Beth wanted to use Excel's facility to repeat a designated set of rows on every printed page, to use as static column headers. This was something I had never had occasion to do.
SSML will let you freeze a set of columns or rows in the screen-display of a worksheet, just like binary Excel, and it's very easy to find the facility in the SSML schema:
<xsd:element name="SplitHorizontal" type="xsd:int" default="0" minOccurs="0">
<xsd:documentation>Contains the number of points from the top of the window that a worksheet is split horizontally.</xsd:documentation>
<xsd:element name="SplitVertical" type="xsd:int" default="0" minOccurs="0">
<xsd:documentation>Contains the number of points from the left of the window that a worksheet is split vertically.</xsd:documentation>
<xsd:element name="FreezePanes" minOccurs="0">
<xsd:documentation>Specifies whether the panes of a worksheet window are frozen.</xsd:documentation>
<xsd:element name="FrozenNoSplit" minOccurs="0">
<xsd:documentation>Specifies whether the frozen panes of a worksheet window are not split.</xsd:documentation>
... and SSML also gives you the opportunity to include custom content in the page header and footer; this is clearly spelled out in the XSD. But I couldn't find what Beth was asking for, and this really had me scratching my head. The schema contains about a zillion different settings to specify attributes of Pivot Tables. No matter how warped Microsoft priorities are, it seemed inconceivable that they would have left out this basic feature.

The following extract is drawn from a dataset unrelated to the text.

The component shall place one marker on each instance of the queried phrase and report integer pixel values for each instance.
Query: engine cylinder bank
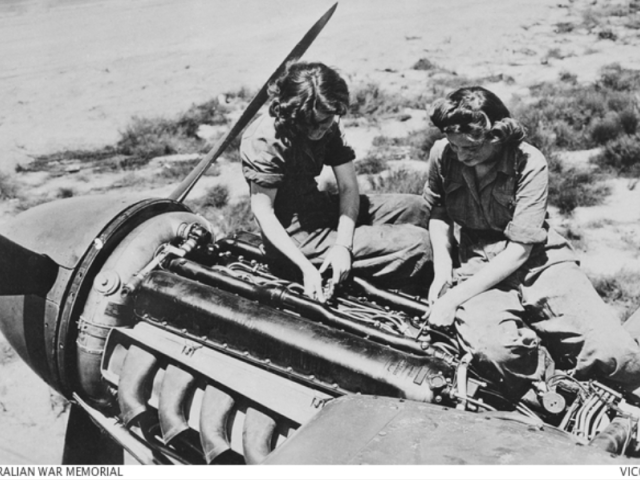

Well, they didn't leave it out but, it's not something you'll really figure out from the schema, either.
Sigh. When in doubt, go back to the "learn from an example" strategy.
It turns out that this feature isn't baked into the Excel XSD because it uses one of Excel's "magic" named ranges: the one called Print_Titles. Anything included in a named range with this magic name gets treated in a special way, and this is just as true in SSML as in binary Excel.
But the magic range names aren't called out in the annotations (where else would they be able to put a secret knowledge thing like this, from an XML perspective?!?).
The Named Range feature is, of course, thoroughly baked into the XSD. To use it, you define a range with the magic name and tell it what rows to look at...
<NamedRange ss:Name="Print_Titles" ss:RefersTo="=Sheet1!R1:R3"/>
... then you use the NamedCell syntax to call out the items that will actually need to be repeated by Excel. (And don't ask me why it works this way. I don't know. That is one of the dangers of learning from examples, remember?)
<Cell><Data ss:Type="String">My major title line</Data><NamedCell
<Cell><Data ss:Type="String">My minor title line</Data><NamedCell
<Row ss:AutoFitHeight="0" >
<Cell ss:StyleID="sHeaderLeft"><NamedCell ss:Name="Print_Titles"/></Cell>
<Cell ss:StyleID="sHeader"><NamedCell ss:Name="Print_Titles"/></Cell>
<Cell ss:StyleID="sHeader"><NamedCell ss:Name="Print_Titles"/></Cell>
<Cell ss:StyleID="sHeader"><NamedCell ss:Name="Print_Titles"/></Cell>
<Cell ss:StyleID="sHeader"><Data ss:Type="String">Address</Data><<NamedCell ss:Name="Print_Titles"/></Cell>
<Cell ss:StyleID="sHeader"><Data ss:Type="String">Invoice To</Data><NamedCell
<Cell ss:StyleID="sHeader"><Data ss:Type="String">$</Data><NamedCell
<Cell ss:StyleID="sHeaderRight"><Data ss:Type="String">Notes</Data><NamedCell
One more thing:
When you're trying to find a feature like print setup in the Excel schema, remember to distinguish between an item that is specific to a Worksheet and an item that is global to a Workbook. These items will be in different places in the schema.
Print_Titles happens to be a "sheet thing", as my example above probably shows. However, if I am not mistaken, Excel ranges used for other purposes can be global to the book as well.
What have I forgotten?
There is no end to the wonder and glory that is Excel.